Date of this Version


Document Type



A DISSERTATION Presented to the Faculty of The Graduate College at the University of Nebraska In Partial Fulfillment of Requirements For the Degree of Doctor of Philosophy, Major: Biological Engineering, Under the Supervision of Professors Yufeng Ge and Santosh Pitla. Lincoln, Nebraska: July 2019.

Copyright (c) 2019 Abbas Atefi


In plant phenotyping, the measurement of morphological, physiological and chemical traits of leaves and stems is needed to investigate and monitor the condition of plants. The manual measurement of these properties is time consuming, tedious, error prone, and laborious. The use of robots is a new approach to accomplish such endeavors, which enables automatic monitoring with minimal human intervention. In this study, two plant phenotyping robotic systems were developed to realize automated measurement of plant leaf properties and stem diameter which could reduce the tediousness of data collection compare to manual measurements. The robotic systems comprised of a four degree of freedom (DOF) robotic manipulator and a Time-of-Flight (TOF) camera. Robotic grippers were developed to integrate an optical fiber cable (coupled to a portable spectrometer) for leaf spectral reflectance measurement, a thermistor for leaf temperature measurement, and a linear potentiometer for stem diameter measurement. An Image processing technique and deep learning method were used to identify grasping points on leaves and stems, respectively. The systems were tested in a greenhouse using maize and sorghum plants. The results from the leaf phenotyping robot experiment showed that leaf temperature measurements by the phenotyping robot were correlated with those measured manually by a human researcher (R2 = 0.58 for maize and 0.63 for sorghum).

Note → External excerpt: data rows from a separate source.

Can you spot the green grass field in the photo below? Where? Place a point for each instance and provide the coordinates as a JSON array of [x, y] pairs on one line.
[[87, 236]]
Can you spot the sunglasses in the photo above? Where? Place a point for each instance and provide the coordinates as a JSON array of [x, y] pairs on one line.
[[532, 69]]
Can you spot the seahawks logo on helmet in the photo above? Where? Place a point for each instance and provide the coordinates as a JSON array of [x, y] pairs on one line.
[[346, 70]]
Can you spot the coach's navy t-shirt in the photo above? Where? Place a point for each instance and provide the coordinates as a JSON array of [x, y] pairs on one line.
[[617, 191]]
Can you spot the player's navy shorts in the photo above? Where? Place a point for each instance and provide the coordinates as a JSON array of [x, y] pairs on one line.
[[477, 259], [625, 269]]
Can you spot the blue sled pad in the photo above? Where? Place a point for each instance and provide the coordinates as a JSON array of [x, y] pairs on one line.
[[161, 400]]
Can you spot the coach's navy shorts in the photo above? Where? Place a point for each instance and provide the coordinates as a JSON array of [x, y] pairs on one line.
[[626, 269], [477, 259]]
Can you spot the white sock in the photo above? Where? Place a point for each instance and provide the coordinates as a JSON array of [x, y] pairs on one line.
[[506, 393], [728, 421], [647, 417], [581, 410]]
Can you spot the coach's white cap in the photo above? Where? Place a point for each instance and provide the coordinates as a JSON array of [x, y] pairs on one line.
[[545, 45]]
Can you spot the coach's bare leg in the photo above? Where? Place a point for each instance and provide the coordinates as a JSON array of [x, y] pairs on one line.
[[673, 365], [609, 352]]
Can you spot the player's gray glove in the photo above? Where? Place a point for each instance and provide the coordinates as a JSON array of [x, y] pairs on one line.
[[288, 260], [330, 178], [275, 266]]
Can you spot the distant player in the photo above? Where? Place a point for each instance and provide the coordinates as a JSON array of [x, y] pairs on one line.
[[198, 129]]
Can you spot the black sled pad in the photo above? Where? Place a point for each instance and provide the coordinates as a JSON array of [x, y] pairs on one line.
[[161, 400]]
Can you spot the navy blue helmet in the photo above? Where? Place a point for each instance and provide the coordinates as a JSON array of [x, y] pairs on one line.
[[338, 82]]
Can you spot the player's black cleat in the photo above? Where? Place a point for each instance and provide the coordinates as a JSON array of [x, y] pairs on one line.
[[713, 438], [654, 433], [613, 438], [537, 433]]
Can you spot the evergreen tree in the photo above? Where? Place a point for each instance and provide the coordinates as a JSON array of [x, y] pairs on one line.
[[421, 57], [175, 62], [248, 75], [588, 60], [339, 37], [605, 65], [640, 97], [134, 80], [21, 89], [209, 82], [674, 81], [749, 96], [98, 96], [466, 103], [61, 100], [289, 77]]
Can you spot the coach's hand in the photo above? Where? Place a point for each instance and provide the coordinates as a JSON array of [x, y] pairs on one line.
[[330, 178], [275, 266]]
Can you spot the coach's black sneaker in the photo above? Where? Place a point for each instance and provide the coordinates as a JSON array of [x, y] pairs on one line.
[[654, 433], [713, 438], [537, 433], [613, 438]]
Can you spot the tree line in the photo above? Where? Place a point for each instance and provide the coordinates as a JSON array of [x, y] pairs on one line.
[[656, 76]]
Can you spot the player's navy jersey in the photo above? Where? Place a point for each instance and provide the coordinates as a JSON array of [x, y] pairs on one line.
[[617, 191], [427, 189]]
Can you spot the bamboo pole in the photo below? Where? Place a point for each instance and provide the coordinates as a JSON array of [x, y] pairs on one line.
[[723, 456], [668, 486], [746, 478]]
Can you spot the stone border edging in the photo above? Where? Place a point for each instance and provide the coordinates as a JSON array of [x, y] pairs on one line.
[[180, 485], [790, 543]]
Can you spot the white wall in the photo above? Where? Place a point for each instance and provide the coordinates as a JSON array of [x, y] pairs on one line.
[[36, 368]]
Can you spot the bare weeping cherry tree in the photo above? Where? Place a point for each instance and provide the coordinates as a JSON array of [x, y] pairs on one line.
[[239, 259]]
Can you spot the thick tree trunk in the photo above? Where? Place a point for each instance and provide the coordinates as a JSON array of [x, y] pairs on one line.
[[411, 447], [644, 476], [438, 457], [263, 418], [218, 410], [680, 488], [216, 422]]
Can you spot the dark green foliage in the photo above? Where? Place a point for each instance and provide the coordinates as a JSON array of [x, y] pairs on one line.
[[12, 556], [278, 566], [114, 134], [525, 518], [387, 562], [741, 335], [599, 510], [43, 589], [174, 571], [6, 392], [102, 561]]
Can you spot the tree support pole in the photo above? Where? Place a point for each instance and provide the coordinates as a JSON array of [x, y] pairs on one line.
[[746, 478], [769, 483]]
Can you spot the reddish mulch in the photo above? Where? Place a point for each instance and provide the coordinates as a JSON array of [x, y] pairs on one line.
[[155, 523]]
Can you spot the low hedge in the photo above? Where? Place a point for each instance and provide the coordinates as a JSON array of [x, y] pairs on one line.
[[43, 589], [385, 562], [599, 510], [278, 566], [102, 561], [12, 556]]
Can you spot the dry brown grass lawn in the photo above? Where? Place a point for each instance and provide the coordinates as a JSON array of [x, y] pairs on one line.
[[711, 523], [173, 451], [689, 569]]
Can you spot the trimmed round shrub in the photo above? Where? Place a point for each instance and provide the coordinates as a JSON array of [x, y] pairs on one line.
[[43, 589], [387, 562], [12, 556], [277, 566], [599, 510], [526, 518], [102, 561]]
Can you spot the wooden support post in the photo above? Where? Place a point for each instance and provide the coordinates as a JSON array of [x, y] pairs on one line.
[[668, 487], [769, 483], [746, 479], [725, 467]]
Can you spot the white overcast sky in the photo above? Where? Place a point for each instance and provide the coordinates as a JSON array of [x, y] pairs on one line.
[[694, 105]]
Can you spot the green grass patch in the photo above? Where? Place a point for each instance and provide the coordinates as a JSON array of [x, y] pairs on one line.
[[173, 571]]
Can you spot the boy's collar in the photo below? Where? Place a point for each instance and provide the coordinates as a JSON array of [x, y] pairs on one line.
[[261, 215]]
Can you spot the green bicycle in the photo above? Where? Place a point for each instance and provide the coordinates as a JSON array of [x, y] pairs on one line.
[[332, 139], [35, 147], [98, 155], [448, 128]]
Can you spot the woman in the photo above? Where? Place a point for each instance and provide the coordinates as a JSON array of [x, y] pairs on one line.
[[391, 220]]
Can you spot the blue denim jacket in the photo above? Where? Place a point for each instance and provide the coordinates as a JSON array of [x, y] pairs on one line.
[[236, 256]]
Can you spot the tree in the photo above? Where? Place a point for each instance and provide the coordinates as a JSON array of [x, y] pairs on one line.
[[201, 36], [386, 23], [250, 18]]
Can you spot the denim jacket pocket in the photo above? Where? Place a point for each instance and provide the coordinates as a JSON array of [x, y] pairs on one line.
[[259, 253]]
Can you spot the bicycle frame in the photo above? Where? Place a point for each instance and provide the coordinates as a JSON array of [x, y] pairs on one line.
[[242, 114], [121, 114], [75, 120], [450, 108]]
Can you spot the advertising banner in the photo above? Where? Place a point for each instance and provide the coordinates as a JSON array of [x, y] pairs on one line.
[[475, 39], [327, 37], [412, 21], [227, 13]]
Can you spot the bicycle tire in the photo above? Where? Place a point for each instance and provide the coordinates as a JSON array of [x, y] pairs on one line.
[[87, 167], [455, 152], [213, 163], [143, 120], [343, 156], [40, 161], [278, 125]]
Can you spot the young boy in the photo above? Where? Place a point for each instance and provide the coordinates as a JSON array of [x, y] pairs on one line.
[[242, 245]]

The leaf spectral measurements by the phenotyping robot predicted leaf chlorophyll, water content and potassium with moderate success (R2 ranged from 0.52 to 0.61), whereas the prediction for leaf nitrogen and phosphorus were poor. The total execution time to grasp and take measurements from one leaf was 35.5±4.4 s for maize and 38.5±5.7 s for sorghum. Furthermore, the test showed that the grasping success rate was 78% for maize and 48% for sorghum. The experimental results from the stem phenotyping robot demonstrated a high correlation between the manual and automated stem diameter measurements (R2 > 0.98). The execution time for stem diameter measurement was 45.3 s. The system could successfully detect and localize, and also grasp the stem for all plants during the experiment. Both robots could decrease the tediousness of collecting phenotypes compare to manual measurements. The phenotyping robots can be useful to complement the traditional image-based high-throughput plant phenotyping in greenhouses by collecting in vivo morphological, physiological, and biochemical trait measurements for plant leaves and stems.